The nuclear factor erythroid 2-related factor 2 (Nrf2) signaling pathway, activated in human lung cells by cigarette smoke, regulates genes involved in the antioxidative stress response. Here, we evaluated the effect of cigarette whole smoke (3R4F reference cigarette) and whole aerosol from a commercially available tobacco heating product (THP) on cell viability and Nrf2 response in a 3D human airway model (EpiAirway™) transfected with a luciferase Nrf2 promoter.

EpiAirway™ tissues were exposed to smoke/aerosol generated under the Health Canada Intense regimen.
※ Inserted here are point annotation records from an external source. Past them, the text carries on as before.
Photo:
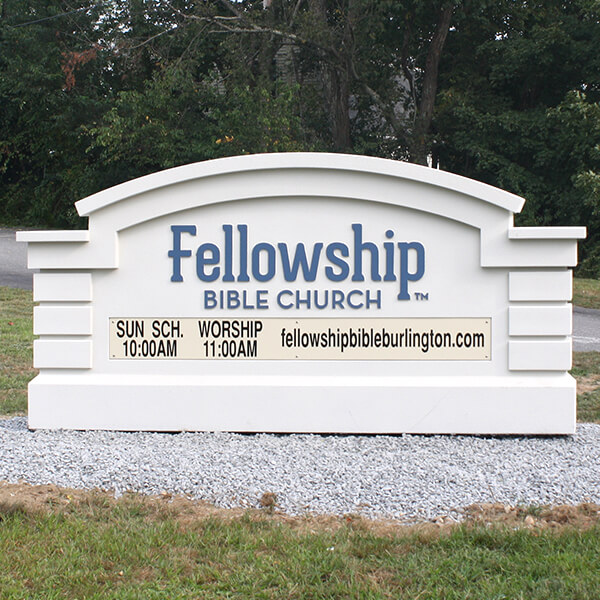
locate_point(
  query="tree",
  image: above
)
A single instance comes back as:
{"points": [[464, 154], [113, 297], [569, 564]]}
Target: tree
{"points": [[518, 108]]}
Smoke/aerosol doses were controlled using dilution airflows of 0.5 to 6 L/min for 3R4F, and undiluted to 3 L/min for the THP. Eighteen hours post-exposure, luciferase activity and cell viability were measured. Post-exposure, smoke/aerosol deposition was also quantified using chemical analysis (e.g., glycerol, nicotine) and fluorescence of captured particulate matter in a dosimetry well within the exposure module.

Differential Nrf2 activation was observed following exposure to 3R4F smoke compared to the THP aerosol. A peak response of 1,484 ± 184-fold Nrf2 activation at 1.5 L/min (7.09 ± 1.58 µg nicotine) was observed for 3R4F while no meaningful response (<2 fold) was generated by the THP under comparable conditions. Undiluted aerosol (37.67 ± 2.44 µg nicotine) was required for the THP to induce a response: 445 ± 103-fold change. Cell viability remained >80% at these airflows. Moreover, the minimum exposure-correlated nicotine concentration required to induce a >2-fold increase in Nrf2 activation was significantly (p<0.001) lower for 3R4F than THP.

Collectively, these data show that changes in the Nrf2 promoter response may be useful in discriminating response to smoke/aerosol exposures from different tobacco product types.